Now let’s write GPU part of the program (“shader.wgsl”):

// Matrix struct must match the one in Rust code.
struct Matrix {
    data: array<f32>,
};

// Inputs to our program.
@group(0) @binding(0) var<storage>        matrix_a:  Matrix;
@group(0) @binding(1) var<storage>        matrix_b:  Matrix;
@group(0) @binding(2) var<storage, write> matrix_c:  Matrix;

// Entry point of our program.
// Each workgroup will calculate 4x4 elements of matrix C.
@compute
@workgroup_size(4, 4)
fn main(@builtin(global_invocation_id) id: vec3<u32>) {
    var sum: f32 = 0.0;
    for (var i = 0u; i < 4u; i = i + 1u) {
        let a_i: u32 = i + id.x * 4u;
        let b_i: u32 = id.y + i * 4u;
        let a_elem = matrix_a.data[a_i];
        let b_elem = matrix_b.data[b_i];
        sum = sum + a_elem * b_elem;
    }
    let c_i: u32 = id.x * 4u + id.y;
    matrix_c.data[c_i] = sum;
}

Unscientific benchmark

You can find a slightly modified version of the code above in this GitHub repo.

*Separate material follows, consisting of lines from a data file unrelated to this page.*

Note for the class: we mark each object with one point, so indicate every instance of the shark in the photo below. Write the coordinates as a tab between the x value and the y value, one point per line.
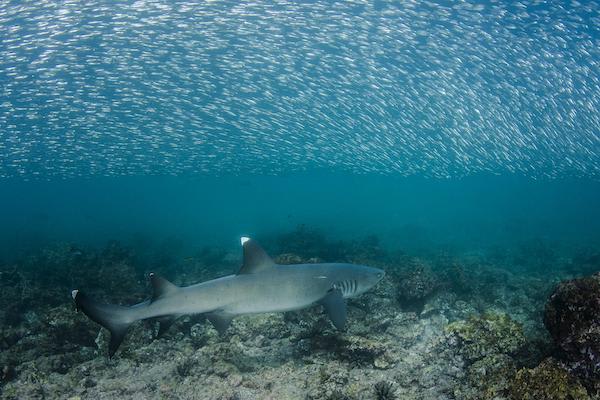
260	286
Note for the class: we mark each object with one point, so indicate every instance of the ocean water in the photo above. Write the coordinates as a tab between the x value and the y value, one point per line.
464	128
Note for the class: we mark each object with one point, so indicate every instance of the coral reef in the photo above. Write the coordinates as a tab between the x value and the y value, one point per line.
384	390
454	347
487	334
572	316
415	284
548	381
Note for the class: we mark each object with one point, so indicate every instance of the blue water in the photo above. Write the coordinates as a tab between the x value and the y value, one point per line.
427	124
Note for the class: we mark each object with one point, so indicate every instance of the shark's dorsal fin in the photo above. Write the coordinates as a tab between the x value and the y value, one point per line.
161	286
255	258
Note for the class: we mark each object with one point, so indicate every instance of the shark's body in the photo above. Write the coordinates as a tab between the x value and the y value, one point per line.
260	286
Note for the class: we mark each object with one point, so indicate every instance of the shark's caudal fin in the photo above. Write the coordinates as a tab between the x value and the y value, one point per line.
117	319
112	317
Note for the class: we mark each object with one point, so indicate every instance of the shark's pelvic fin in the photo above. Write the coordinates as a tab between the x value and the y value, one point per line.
255	258
112	317
161	286
335	307
220	321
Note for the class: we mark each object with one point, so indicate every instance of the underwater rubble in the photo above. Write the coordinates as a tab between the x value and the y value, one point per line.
443	326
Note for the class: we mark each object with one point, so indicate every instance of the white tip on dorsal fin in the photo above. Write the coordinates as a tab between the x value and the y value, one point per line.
161	286
255	258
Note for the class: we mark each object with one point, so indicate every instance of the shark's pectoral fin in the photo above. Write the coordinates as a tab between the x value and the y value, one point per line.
164	323
335	307
220	321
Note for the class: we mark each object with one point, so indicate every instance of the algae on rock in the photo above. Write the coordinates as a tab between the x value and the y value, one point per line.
486	334
548	381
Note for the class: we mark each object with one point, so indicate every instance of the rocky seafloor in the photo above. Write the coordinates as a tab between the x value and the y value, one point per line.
519	323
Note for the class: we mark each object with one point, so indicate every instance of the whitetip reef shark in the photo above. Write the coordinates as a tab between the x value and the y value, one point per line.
260	286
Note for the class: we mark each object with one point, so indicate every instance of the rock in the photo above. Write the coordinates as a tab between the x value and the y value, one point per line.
415	285
548	381
486	334
8	374
572	316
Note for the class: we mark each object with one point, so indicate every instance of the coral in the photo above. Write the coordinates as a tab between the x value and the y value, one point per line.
416	282
338	395
572	317
548	381
384	390
490	376
485	334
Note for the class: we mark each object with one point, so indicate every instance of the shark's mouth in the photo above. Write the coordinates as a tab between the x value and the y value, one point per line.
347	287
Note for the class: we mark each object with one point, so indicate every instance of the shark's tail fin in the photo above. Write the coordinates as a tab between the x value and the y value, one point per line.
112	317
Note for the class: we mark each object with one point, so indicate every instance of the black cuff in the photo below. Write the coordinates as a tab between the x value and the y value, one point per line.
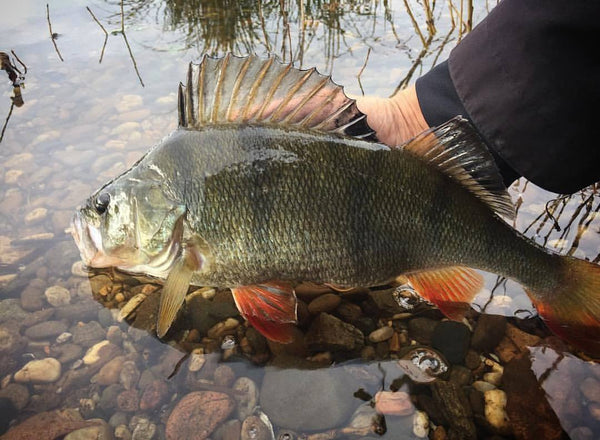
439	102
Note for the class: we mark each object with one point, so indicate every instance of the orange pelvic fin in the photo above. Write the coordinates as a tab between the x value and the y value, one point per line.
572	308
269	307
451	289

The program compares time of executing matrix multiplication on CPU using single core and GPU without any optimizations. The numbers I got on my M1 Mac for 1024x1024 input size without taking into account GPU setup and data transfer are:

CPU: 3.9s
GPU: 42.5ms

Conclusion

That concludes our introduction for now. We’ve touched upon the fundamentals of GPUs, their unique structure, and tried to write a simple GPU-accelerated program. In the upcoming installment, we’ll pivot towards real-world applications, delving into how to seamlessly integrate your GPU-accelerated programs with other components of your backend service.